I have recycled my trash with an almost religious fervor for many years. Every scrap of paper and every used container go into recycling bins. And to close the loop, I look for products made with recycled materials. But when my recycled toilet paper is made in Canada (using wastepaper from who knows where) and transported a long way to my California supermarket, I'm not sure if I've done any good. At what point are the benefits of recycling offset by the environmental costs of long-distance transport?

This situation recurs in some form with almost every purchase that I make. I try to buy organically produced food as a form of economic pressure to remove pesticides and other drugs from the food system. But I recently noticed that my organic kiwi fruit comes all the way from New Zealand, flown in on jets that burn fossil fuel and contribute to global warming. My favorite brand of laundry detergent is made without petroleum-based cleaners, but it is packaged in a petroleum-based plastic bottle and shipped more than 3,000 miles to a store near me.

As consumers, we're overwhelmed by far too many brands, but we rarely have sufficient information to make the right environmental choices.

We might think it would be better for the environment if we switched to more energy-efficient refrigerators, light bulbs, or cars. But this, too, poses a problem. From extraction of raw materials to manufacturing, packaging, and shipping, existing appliances and cars represent energy already spent - carbon dioxide and other pollutants already discharged into the air and water. These environmental costs must be "amortized" over the life of a product. When does it make sense to discard older machines and buy newer, more efficient ones?
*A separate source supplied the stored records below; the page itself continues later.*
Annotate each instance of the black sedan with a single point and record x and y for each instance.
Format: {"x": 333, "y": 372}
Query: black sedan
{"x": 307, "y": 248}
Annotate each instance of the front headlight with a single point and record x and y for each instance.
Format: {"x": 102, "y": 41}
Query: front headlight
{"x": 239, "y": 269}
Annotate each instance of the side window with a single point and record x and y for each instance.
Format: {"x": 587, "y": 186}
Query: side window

The crux of the problem is that most of us are not aware of the origins and history of the products we buy. As Rebecca Solnit observed in a recent essay in Orion magazine, we no longer know the stories behind modern-day objects because of the remote and intricate processes used to create them.
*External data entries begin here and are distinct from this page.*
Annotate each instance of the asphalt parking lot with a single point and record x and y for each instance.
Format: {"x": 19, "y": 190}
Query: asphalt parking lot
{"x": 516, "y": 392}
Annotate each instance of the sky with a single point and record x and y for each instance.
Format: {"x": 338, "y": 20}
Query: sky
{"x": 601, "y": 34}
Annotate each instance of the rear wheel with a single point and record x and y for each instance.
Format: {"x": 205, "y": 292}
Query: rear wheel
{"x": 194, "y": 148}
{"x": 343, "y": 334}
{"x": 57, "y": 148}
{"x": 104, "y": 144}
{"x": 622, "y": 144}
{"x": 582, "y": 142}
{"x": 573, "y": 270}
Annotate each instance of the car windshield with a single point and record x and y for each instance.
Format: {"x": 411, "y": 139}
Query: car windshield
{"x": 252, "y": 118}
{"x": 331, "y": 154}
This "silence" of industrial-age foods and manufactured goods must be broken so that ordinary consumers can make informed choices. Besides the "organic" label, manufacturers often voluntarily disclose other things about how they made a product, such as "no animal ingredients," "not tested on animals," "printed on recycled paper," and "made with recycled plastic."

These little bits of information about a product's history often make for better purchasing decisions.

But uncertainties about the relative environmental impacts of alternative choices can be truly reduced only by accounting for all the materials and energy used and waste generated during the entire life cycle of every product. Even a modest approximation of such a "life-cycle assessment," printed in simple terms on a product's label or indicated next to the price tag on a supermarket shelf, would give consumers the means to make a real difference with their everyday purchases.

To start with, manufacturers and food producers should disclose the average amount of energy (renewable and nonrenewable) spent in creating and delivering a product, including energy used to produce its ingredients or components. This estimate should include all the processing and transportation - from extraction of materials to finished goods - as well as energy needed for recycling or disposal at the end of the product's life.

A second useful figure would be the quantity of materials, such as paper, plastic, glass, and metal, used in manufacturing a product and which of them are recyclable.

A final figure would be an estimate of the average distance traveled by the product, similar to the average energy consumed. Smaller energy and materials figures would indicate greater resource efficiency, and smaller distance figures would reflect greater local content in a product.

It isn't unthinkable for forward-looking manufacturers and retailers to jointly provide - and consumers to expect and demand - these numbers and additional explanation. While this may add marginally to the cost of a product, it would be no more complicated than the nutrition information printed on food products.

Before the industrial age, a product's history was usually known because of the proximity of producer and consumer. Now, in the age of globalization, when most products come from unknown farms and factories, imprinting a product's history on its label would be a way to restore some integrity to the product and its purchaser.

Kumar Venkat works in Silicon Valley's high-tech industry and writes about the social and environmental impacts of technology.